A Constituição de 1946 elevou a idade mínima para a execução de trabalho noturno de 16 para 18 anos, mantendo as demais proibições de qualquer trabalho para menores de 14 anos e em indústrias insalubres para menores de 18 anos, além de proibir a diferença de salário para o mesmo trabalho por motivo de idade.
A Constituição de 1967, embora tivesse mantido a proibição para o trabalho noturno e insalubre para menores de 18 anos, reduziu de 14 para 12 anos a idade mínima para qualquer trabalho.
Por fim, a Constituição da República de 1988, proíbe o trabalho noturno, perigoso e insalubre para os menores de 18 anos; e, inicialmente, de qualquer trabalho para menores de 14 anos, como constava nas Constituições de 1934, 1937 e 1946. Todavia, com a Emenda Constitucional 20, de 1998, a idade mínima foi elevada para 16 anos, salvo na condição de aprendiz a partir de 14 anos.

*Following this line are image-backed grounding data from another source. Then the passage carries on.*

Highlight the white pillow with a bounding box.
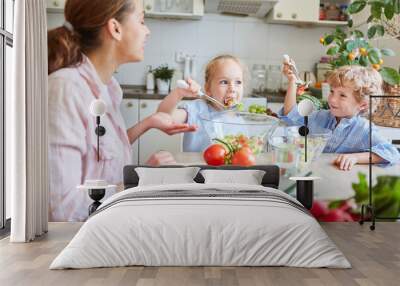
[200,169,266,185]
[135,167,200,186]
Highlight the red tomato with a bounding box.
[203,144,227,166]
[231,148,256,166]
[319,209,354,222]
[310,200,329,219]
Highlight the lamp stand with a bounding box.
[94,116,106,162]
[88,188,106,215]
[299,115,309,162]
[359,94,400,231]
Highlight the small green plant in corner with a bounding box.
[153,64,174,81]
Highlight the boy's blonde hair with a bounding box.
[326,65,384,103]
[204,54,247,90]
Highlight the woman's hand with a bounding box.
[146,150,177,166]
[148,112,197,135]
[334,154,358,171]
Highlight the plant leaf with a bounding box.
[324,35,335,45]
[366,14,374,23]
[368,25,377,38]
[328,200,343,209]
[347,1,367,14]
[371,3,383,18]
[395,0,400,13]
[384,3,395,19]
[380,67,400,85]
[346,40,356,52]
[368,48,381,63]
[381,48,396,56]
[353,172,369,203]
[359,56,369,66]
[348,18,354,27]
[353,29,365,37]
[376,24,385,36]
[327,46,339,55]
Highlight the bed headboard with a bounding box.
[123,165,280,189]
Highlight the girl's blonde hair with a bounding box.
[326,65,384,102]
[48,0,136,74]
[204,54,248,90]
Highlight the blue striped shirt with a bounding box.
[278,105,400,165]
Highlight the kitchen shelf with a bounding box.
[144,12,203,20]
[267,19,348,27]
[315,20,348,27]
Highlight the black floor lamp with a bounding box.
[359,94,400,230]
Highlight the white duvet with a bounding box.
[50,183,351,269]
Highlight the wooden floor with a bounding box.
[1,222,399,286]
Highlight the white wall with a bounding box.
[47,13,338,90]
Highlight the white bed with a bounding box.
[50,182,351,269]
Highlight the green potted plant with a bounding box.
[153,64,174,93]
[320,27,400,86]
[319,0,400,86]
[347,0,400,40]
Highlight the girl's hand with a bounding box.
[146,150,177,166]
[174,78,201,98]
[282,62,297,83]
[334,154,358,171]
[149,112,197,135]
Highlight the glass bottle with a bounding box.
[251,64,267,94]
[266,65,282,94]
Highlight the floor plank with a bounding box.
[1,222,399,286]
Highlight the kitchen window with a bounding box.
[0,0,14,235]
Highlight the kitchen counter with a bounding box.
[121,84,285,102]
[172,152,400,201]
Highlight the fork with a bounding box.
[176,80,236,110]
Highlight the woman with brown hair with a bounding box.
[48,0,199,221]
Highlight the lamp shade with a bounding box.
[89,99,106,116]
[298,99,314,117]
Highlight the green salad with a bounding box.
[221,134,264,155]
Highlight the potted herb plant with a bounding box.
[153,64,174,93]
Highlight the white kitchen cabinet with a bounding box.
[46,0,65,13]
[267,0,349,26]
[120,99,140,165]
[268,0,319,23]
[143,0,204,20]
[138,99,187,164]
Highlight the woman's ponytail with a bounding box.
[48,25,82,74]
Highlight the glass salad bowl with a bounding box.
[199,111,280,154]
[269,126,332,175]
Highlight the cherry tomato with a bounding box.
[231,148,256,166]
[203,144,227,166]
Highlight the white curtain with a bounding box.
[9,0,49,242]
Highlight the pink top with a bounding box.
[48,55,132,222]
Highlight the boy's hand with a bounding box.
[333,154,358,171]
[149,112,197,135]
[282,63,297,83]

Caso concreto - elementos probatórios
A parte autora, nascida em 21/06/1954, trouxe aos autos, para comprovar o exercício de atividade rural, os seguintes documentos nos quais é qualificado como lavrador:
- certificado de dispensa de incorporação em 1979 (fls. 10);
- certidão de casamento, contraído em 16/06/1979 (fls. 11);
- certidão de nascimento da filha, nascida em 03/03/1980 (fls. 12);
- cópia da CTPS contendo vínculos rurais e urbanos (fls. 13/15).
Observo que o certificado de dispensa de incorporação é apto a constituir o início de prova material, ainda que a qualificação do autor esteja grafada a lápis, pois se trata de procedimento definido em portaria do antigo Ministério do Exército. Nesse sentido, STJ, Rel. Min. NAPOLEÃO NUNES MAIA FILHO, RESP Nº 1.198.539 - RS, j.07/06/2011.

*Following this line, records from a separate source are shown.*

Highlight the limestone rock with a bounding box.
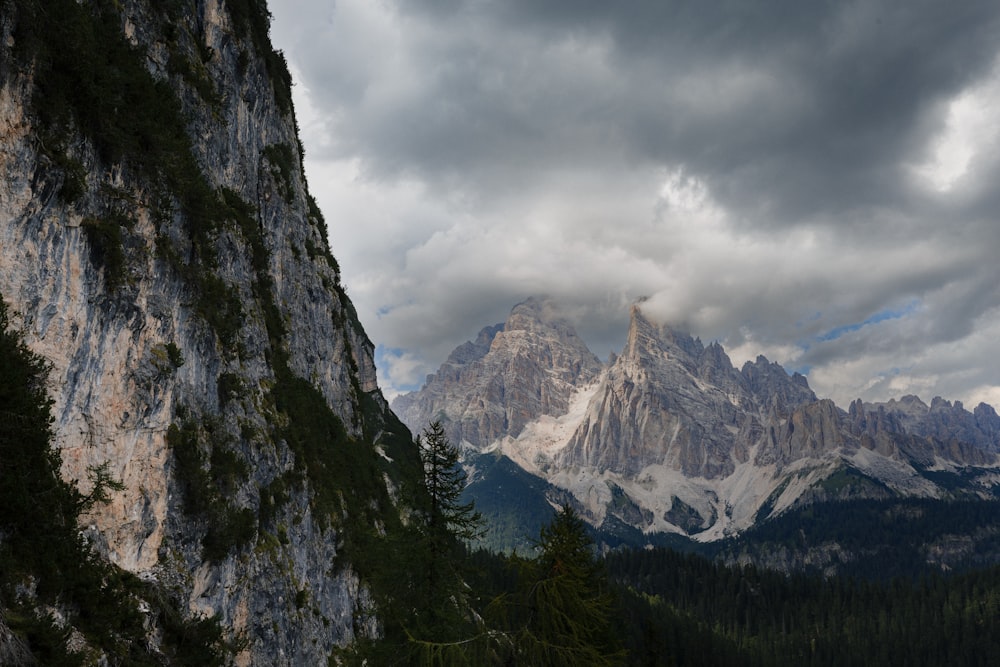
[1,2,413,663]
[421,300,1000,544]
[392,296,603,447]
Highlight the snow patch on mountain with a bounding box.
[499,381,601,474]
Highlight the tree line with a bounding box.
[342,421,626,665]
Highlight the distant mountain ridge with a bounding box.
[392,298,1000,549]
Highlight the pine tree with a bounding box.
[421,420,482,547]
[498,505,625,666]
[394,421,486,663]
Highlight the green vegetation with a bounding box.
[606,546,1000,666]
[165,417,256,562]
[409,422,483,649]
[490,506,625,666]
[461,452,560,554]
[224,0,294,114]
[346,427,623,666]
[713,497,1000,579]
[7,0,316,349]
[81,215,129,291]
[263,143,297,201]
[165,341,185,369]
[166,39,221,108]
[355,439,1000,666]
[217,371,243,406]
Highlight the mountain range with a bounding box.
[393,297,1000,551]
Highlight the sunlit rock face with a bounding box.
[1,2,403,663]
[393,296,604,447]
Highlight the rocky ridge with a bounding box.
[393,296,603,448]
[394,300,1000,543]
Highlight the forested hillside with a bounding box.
[606,547,1000,666]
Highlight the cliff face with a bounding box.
[1,1,415,664]
[559,305,818,478]
[556,307,998,536]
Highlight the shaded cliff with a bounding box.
[1,0,420,663]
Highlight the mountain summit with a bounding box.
[558,304,817,479]
[393,296,603,447]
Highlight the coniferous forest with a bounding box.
[337,424,1000,666]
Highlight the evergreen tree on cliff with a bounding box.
[410,422,483,652]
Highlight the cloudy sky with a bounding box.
[268,0,1000,410]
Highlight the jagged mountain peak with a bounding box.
[443,322,503,367]
[625,302,705,363]
[861,393,1000,454]
[508,294,560,325]
[392,297,603,448]
[496,296,594,355]
[741,354,817,412]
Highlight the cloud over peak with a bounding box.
[271,0,1000,410]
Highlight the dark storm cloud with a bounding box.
[299,0,1000,224]
[269,0,1000,408]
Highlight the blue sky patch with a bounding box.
[816,300,919,343]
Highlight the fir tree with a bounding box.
[420,420,482,547]
[495,505,625,666]
[393,421,486,664]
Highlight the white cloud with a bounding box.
[913,56,1000,192]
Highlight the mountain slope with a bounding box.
[1,1,420,663]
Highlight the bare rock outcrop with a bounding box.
[1,2,413,663]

As testemunhas ouvidas em audiência atestaram o labor rural desde a infância acompanhando seu pai na lavoura, prestando serviços a terceiros na zona rural de Itararé (fls. 40/41).
Como já decidido pela E. 7ª Turma, e tendo em vista o julgamento do Recurso Especial n.º 1.348.633/SP, representativo de controvérsia, pela 1ª Seção do C. Superior Tribunal de Justiça, é possível a admissão de tempo de serviço rural anterior à prova documental, desde que corroborado por prova testemunhal idônea, o que de fato ocorreu, como se verifica dos depoimentos prestados.
Desta forma, reconheço o trabalho rural desenvolvido pelo autor informalmente desde 15/03/1967 (vigência da Constituição Federal de 1967, quando já possuía mais de 12 anos) a 13/02/1984 (data anterior ao primeiro registro na CTPS).
Considerando o tempo de serviço rural declarado nos autos, bem como o tempo com registro em CTPS e constante no CNIS, verifica-se que à época do ajuizamento da ação (11/02/2008), a parte autora já havia preenchido o tempo de serviço necessário à concessão do benefício e cumprido a carência mínima exigida pelo art. 142 da Lei de Benefícios, conforme se verifica na tabela anexa.
Sendo assim, verifica-se que o autor ultrapassou os 35 anos exigidos para a concessão do benefício de aposentadoria por tempo de serviço, nos termos do art. 201, § 7º, I, da Constituição da República, motivo pelo qual o pedido deve ser julgado procedente.
O termo inicial do benefício deve ser fixado na data da citação (28/03/2008 - fls. 18v.), uma vez que a parte autora demonstrou que já havia preenchido os requisitos necessários à concessão do benefício desde então e inexiste nos autos comprovação do prévio requerimento administrativo.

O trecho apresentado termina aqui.